This is a random journal/scimag, basically went to {{libgen_root}}/scimag/journals/ and 32406 <=> [A][0] from browsing into the scimag/journals/ tree.
Journal page [template] The journal page gives:
Journal: | {{Journal_Title}}
Publisher: | {{Publisher}}
ISSN (print): | {{ISSN}}
Website: | http://{{journal_site}}
Description:
{{description}}
All articles: | search | DOI list
YYYY | Volume 1 ... n
If you could provide methods such that libgen.journal (or scimag).download_year(), or .search_issn(), .search_title() to return a hash/array of a hash/array, eg [2009,2008,...] => [1,2,3,4] of this journal page's journals/scimags. Further, you should be able to download() by year(s), issue(s), DOI(s)[!!!]. DOIs are particularly important for reference here, and it would be great to be able to search by DOI (the DOI per each journal is always always the journal/scimag root followed by /doi; probably (untested) https?://{{libgen_root}}/scimag/\d{5}/doi
So, perhaps a few different download and search methods warranted.
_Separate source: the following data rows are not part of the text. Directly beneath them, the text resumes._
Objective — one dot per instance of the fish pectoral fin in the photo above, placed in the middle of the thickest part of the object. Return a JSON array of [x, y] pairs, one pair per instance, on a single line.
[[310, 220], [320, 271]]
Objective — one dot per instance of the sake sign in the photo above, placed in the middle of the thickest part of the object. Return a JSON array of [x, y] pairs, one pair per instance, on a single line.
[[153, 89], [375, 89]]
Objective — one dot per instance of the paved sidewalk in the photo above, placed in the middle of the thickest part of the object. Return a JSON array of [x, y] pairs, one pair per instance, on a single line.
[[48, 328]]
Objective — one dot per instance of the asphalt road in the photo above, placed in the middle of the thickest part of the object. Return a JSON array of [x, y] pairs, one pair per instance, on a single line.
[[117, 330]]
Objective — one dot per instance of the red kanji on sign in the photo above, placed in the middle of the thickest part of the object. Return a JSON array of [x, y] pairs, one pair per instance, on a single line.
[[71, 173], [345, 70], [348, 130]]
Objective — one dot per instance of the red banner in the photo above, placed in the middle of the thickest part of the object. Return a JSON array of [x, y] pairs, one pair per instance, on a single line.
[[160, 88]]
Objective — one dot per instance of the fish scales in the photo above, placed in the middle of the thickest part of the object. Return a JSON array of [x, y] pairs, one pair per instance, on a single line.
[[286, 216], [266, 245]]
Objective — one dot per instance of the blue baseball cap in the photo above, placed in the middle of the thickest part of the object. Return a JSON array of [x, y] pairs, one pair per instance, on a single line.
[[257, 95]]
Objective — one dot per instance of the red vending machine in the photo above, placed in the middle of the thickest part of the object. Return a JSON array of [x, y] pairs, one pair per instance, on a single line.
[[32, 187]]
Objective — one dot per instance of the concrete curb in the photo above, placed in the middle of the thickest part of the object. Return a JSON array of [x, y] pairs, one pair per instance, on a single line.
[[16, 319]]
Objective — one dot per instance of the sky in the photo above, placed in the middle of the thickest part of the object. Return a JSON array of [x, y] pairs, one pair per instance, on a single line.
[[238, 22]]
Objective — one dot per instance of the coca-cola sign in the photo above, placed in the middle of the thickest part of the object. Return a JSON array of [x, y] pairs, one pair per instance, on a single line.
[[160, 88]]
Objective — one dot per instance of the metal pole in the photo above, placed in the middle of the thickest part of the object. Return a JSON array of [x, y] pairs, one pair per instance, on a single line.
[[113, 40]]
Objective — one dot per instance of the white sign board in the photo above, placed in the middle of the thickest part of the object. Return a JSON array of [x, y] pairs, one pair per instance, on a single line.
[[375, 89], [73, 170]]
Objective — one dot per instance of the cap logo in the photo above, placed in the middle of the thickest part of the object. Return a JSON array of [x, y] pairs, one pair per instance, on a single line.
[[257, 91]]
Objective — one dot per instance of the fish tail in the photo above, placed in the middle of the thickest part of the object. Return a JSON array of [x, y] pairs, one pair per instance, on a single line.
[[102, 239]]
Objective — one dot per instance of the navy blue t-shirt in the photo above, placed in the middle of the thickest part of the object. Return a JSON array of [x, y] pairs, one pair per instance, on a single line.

P.S. I am no Python wizard!
I see that the API (JSON) does not support scimag yet! I went to the source (https://forum(dot)mhut(dot)org/viewtopic.php?f=17&t=6874) to ask about this.
I would suggest, you have the freedom to build methods that do not rely on their API; or you could contribute to their API.
A (clunky) method that apparently works: Right now you can take SQL database dump in "Download" section of main sites http://{{libgen_root}}/scimag/ and search articles (e.g., by DOI) in it.
I have already implemented journal, mags are on the way. The problem is i have very constrained time to spend on this project, But i am spending some.
Their API is not very cool so i had to scrape the results for better data.
Any way, i hope you will love the next release, i will probably publish it in 10 to 15 days or so 😅 It will take time.
Thank you for showing interest 👍🏻
Great project so far. I wonder if you could add a feature to scrape journals? I'd like to configure the parser for that.